In this aspect, the plant of the Cannabaceae family, the secondary metabolite biosynthesis gene cluster and the plant or part thereof to which it the endophyte is capable of conferring a bioprotection phenotype may be as herein described. The skilled worker will further be familiar with techniques used to perform in vitro bioprotection activity assays and in planta bioprotection activity assays. The skilled worker will also be familiar with methods for substantially purifying or isolating endophytes, which generally includes:
In a preferred embodiment of this aspect of the present invention, the step of substantially purifying or isolating one or more endophytes may include providing one or more samples of said plant or part thereof, preparing an extract(s) from said sample(s), and growing bacterial colonies from said extract(s).

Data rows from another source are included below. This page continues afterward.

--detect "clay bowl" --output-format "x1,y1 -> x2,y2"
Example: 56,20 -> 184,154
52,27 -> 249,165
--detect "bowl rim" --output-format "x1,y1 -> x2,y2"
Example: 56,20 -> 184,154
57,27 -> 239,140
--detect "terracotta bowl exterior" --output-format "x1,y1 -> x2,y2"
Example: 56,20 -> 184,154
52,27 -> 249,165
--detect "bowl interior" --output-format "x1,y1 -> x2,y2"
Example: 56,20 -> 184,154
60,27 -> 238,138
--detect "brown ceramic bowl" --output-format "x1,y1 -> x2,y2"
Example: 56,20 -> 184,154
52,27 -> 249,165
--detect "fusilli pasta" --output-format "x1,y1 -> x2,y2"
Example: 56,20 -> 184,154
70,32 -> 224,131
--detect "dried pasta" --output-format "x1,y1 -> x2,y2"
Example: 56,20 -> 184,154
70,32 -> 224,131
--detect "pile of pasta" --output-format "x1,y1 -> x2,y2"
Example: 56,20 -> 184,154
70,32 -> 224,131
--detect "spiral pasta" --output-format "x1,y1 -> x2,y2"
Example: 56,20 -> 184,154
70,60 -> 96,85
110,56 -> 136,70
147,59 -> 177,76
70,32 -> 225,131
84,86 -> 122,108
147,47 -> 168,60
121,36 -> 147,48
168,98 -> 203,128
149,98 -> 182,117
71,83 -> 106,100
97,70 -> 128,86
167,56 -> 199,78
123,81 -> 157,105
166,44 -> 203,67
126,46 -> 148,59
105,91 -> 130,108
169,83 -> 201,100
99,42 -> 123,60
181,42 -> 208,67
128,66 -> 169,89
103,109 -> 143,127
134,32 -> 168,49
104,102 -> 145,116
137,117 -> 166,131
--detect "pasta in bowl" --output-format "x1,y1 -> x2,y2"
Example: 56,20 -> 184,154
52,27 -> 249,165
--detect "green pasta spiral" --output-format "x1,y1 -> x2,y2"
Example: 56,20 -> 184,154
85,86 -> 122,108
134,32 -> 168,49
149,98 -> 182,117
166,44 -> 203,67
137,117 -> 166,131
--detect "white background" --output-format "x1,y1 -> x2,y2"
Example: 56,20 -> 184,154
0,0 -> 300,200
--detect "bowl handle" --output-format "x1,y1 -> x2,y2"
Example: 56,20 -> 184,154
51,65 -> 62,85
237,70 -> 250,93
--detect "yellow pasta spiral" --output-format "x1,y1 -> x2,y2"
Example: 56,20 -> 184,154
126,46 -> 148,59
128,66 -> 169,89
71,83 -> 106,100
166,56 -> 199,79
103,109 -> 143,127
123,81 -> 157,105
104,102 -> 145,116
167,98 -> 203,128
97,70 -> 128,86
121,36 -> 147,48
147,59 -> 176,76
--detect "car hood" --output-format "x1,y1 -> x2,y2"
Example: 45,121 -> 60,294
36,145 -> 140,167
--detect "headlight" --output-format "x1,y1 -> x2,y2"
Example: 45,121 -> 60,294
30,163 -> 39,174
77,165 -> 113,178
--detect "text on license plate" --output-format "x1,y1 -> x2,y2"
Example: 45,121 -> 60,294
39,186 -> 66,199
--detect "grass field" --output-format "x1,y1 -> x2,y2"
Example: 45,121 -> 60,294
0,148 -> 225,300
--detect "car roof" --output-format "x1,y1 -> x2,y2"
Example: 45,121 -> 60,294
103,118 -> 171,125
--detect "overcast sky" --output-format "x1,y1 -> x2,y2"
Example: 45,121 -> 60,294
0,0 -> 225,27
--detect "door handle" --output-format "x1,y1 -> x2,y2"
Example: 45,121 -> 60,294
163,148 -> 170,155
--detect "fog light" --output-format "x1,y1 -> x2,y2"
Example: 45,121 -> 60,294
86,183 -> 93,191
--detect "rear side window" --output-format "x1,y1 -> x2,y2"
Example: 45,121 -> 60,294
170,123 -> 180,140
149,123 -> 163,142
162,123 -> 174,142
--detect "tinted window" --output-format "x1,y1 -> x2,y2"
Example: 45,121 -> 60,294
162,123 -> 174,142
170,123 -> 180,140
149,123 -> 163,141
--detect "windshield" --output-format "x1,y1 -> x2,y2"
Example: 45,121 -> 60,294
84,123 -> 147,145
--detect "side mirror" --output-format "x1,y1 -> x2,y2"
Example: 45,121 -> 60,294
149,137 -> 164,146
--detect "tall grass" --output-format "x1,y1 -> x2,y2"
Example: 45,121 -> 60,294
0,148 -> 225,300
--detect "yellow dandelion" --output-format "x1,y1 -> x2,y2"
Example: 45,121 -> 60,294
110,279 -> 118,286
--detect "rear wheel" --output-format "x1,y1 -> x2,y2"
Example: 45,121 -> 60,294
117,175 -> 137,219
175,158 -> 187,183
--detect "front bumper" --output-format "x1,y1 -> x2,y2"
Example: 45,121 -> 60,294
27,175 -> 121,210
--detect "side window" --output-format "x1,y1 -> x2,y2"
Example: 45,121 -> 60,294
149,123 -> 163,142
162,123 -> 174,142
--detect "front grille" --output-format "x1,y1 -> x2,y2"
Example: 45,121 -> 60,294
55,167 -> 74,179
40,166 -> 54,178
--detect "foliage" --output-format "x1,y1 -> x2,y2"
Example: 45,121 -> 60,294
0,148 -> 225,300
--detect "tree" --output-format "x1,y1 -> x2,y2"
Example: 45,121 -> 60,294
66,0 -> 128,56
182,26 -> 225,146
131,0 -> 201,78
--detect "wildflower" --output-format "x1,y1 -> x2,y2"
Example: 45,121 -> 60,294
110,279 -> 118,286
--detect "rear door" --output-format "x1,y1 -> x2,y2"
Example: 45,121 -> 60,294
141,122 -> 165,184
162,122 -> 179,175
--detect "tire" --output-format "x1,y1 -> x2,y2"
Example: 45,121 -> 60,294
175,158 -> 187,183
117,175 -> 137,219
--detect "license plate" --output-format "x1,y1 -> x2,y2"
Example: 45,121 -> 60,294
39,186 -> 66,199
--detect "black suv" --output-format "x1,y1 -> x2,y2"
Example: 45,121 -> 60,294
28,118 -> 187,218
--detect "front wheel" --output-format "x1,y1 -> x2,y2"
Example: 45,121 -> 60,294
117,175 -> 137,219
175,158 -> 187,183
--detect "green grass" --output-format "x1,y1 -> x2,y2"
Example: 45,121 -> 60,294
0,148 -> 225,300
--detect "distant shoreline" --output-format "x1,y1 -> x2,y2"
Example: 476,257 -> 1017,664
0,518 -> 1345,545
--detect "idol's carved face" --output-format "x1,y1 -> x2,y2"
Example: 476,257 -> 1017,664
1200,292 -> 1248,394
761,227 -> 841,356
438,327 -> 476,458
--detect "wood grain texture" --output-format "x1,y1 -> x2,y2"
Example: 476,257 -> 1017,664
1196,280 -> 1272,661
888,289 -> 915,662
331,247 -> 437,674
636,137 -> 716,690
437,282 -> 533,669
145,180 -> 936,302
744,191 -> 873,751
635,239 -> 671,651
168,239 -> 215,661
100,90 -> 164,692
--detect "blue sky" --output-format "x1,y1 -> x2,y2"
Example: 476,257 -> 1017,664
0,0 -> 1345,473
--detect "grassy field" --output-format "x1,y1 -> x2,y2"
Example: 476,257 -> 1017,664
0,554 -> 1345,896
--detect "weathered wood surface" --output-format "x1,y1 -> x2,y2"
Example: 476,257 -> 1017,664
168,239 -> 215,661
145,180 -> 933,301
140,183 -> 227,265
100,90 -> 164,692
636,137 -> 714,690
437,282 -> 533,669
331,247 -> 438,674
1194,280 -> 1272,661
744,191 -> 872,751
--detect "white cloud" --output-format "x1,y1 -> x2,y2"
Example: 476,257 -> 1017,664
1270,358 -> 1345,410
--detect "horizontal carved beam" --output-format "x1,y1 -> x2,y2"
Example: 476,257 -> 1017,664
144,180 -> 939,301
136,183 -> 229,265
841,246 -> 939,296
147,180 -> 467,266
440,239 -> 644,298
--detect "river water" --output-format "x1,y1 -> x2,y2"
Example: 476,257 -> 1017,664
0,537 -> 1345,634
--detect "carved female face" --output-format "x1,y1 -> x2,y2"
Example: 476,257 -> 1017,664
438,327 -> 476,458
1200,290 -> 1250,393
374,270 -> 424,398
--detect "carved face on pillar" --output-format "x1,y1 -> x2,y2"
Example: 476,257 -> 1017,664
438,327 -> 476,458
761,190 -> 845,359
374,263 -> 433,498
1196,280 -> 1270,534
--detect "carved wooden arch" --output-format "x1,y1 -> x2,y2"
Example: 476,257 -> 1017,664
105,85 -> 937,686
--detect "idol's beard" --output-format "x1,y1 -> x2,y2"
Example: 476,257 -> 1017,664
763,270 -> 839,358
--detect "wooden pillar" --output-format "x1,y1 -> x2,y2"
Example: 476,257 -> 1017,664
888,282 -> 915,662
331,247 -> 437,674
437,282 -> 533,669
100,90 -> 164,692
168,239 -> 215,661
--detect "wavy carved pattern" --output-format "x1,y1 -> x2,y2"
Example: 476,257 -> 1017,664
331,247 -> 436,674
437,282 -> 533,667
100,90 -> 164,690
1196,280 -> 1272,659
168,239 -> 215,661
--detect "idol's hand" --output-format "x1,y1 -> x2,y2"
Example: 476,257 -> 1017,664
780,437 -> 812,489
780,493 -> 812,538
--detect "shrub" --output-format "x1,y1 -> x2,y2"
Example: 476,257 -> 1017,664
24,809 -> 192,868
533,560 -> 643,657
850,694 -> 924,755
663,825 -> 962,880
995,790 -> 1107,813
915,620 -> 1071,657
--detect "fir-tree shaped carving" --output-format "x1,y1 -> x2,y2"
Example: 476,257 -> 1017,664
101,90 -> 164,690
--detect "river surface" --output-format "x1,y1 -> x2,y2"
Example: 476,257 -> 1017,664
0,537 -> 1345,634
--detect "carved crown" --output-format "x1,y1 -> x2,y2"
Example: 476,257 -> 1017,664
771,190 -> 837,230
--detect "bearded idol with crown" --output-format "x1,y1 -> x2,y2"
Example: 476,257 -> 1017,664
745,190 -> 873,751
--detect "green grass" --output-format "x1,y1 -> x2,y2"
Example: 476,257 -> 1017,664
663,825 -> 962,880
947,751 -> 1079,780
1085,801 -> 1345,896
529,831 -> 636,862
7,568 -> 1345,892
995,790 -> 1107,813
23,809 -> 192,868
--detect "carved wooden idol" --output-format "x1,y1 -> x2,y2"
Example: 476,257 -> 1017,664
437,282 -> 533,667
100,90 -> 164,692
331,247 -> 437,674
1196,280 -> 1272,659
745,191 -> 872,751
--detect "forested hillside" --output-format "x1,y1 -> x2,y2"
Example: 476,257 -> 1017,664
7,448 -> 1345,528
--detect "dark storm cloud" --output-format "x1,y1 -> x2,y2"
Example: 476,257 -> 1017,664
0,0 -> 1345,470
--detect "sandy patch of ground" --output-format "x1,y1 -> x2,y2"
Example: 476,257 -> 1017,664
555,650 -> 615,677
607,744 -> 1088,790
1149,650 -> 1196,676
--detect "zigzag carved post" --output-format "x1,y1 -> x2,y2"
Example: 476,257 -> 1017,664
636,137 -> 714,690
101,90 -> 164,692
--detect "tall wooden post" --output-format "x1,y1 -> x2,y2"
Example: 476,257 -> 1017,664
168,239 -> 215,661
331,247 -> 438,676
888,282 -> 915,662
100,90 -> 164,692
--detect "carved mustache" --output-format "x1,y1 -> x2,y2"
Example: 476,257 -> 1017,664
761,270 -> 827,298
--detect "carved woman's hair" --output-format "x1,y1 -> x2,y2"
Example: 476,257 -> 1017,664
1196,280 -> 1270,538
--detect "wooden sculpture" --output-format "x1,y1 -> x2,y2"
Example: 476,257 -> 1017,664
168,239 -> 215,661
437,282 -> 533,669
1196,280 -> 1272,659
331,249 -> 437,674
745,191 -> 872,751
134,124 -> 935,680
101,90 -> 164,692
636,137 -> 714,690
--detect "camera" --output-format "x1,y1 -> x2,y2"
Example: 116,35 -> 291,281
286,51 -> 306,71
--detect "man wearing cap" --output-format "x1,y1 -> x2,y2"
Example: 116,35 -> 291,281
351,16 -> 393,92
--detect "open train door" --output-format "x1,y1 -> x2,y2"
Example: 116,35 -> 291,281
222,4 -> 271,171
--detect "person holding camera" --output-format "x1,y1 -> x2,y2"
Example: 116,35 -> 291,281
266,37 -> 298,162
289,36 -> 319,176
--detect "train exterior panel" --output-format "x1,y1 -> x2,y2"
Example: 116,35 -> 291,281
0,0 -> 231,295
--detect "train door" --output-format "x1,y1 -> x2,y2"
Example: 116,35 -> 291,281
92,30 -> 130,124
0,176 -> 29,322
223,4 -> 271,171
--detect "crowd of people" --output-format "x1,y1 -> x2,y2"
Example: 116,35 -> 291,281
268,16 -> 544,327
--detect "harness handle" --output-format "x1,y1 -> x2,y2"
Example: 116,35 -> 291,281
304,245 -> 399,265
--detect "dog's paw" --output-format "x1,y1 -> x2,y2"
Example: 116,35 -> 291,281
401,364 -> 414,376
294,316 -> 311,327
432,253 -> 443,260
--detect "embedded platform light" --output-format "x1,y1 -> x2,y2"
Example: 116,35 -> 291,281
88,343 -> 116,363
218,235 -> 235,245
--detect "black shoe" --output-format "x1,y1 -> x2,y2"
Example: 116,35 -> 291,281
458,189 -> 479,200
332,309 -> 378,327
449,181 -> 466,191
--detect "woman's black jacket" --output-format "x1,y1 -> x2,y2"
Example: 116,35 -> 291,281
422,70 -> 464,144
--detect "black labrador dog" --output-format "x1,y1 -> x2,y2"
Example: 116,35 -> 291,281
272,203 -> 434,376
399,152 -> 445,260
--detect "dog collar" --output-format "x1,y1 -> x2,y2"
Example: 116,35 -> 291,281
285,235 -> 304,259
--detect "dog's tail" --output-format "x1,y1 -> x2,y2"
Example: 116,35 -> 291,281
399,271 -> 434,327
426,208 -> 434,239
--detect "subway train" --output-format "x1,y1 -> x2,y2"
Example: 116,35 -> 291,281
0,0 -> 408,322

In a preferred embodiment, the sample of plant material may be selected from one or more of the group consisting of flowers, flower bracts, leaves, petioles, roots and stem Preferably, the endophytes will be substantially purified or isolated from association with the roots of a plant of the Cannabaceae family, as this is where the largest population of endophytes reside.
In preferred embodiments, said method further includes the step of subjecting said selected endophyte(s) to genetic analysis to identify the endophyte species, and preferably the selected endophyte is a Pseudomonas sp. endophyte as herein described.
In this specification, the term ‘comprises’ and its variants are not intended to exclude the presence of other integers, components or steps.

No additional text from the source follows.